While we both have serious concerns with the wisdom of releasing the duopoly back into the market, we thought it useful to set those concerns aside for the moment to explore the economics of the move. The discussion often takes for granted that this path would take us back to the world precrisis, but economic conditions and the regulatory environment have changed in ways that would significantly affect how Fannie and Freddie would function as reprivatized institutions. (2)

Parrott and Zandi conclude that

The debate over whether to recapitalize and release the GSEs into the private market is often framed as a choice of whether or not to return to a prior period in lending. For all its shortcomings, the argument goes, at least we know what to expect in the cost and availability of mortgage credit. But this is a misconception. In releasing the GSEs into the private market again, we would release them into a very different regulatory and economic environment, and they would respond, not surprisingly, by charging very different mortgage rates. (4)

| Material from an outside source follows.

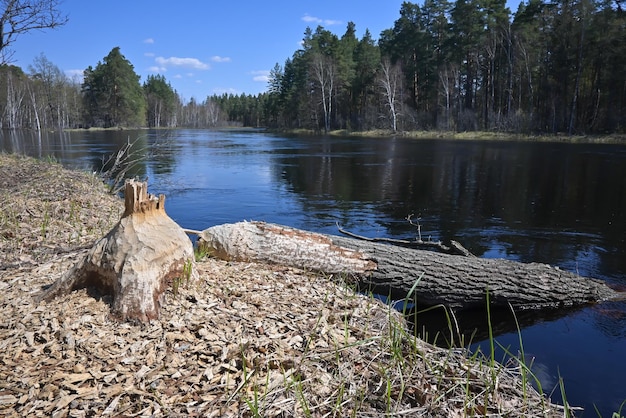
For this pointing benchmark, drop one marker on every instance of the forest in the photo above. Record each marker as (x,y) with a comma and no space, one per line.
(556,67)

I really have no argument with Parrott and Zandi’s paper, but I would note that their conclusions don’t differ so much from the pre-crisis academic papers that attempted to quantify the increase in mortgage rates that would result from privatizing the two companies — fifty basis points, give or take (see, for example, The GSE Implicit Subsidy and Value of Government Ambiguity).

I value Parrott and Zandi’s paper because it reminds us to keep pushing forward with real housing finance reform even though Congress has not yet made any progress on that front.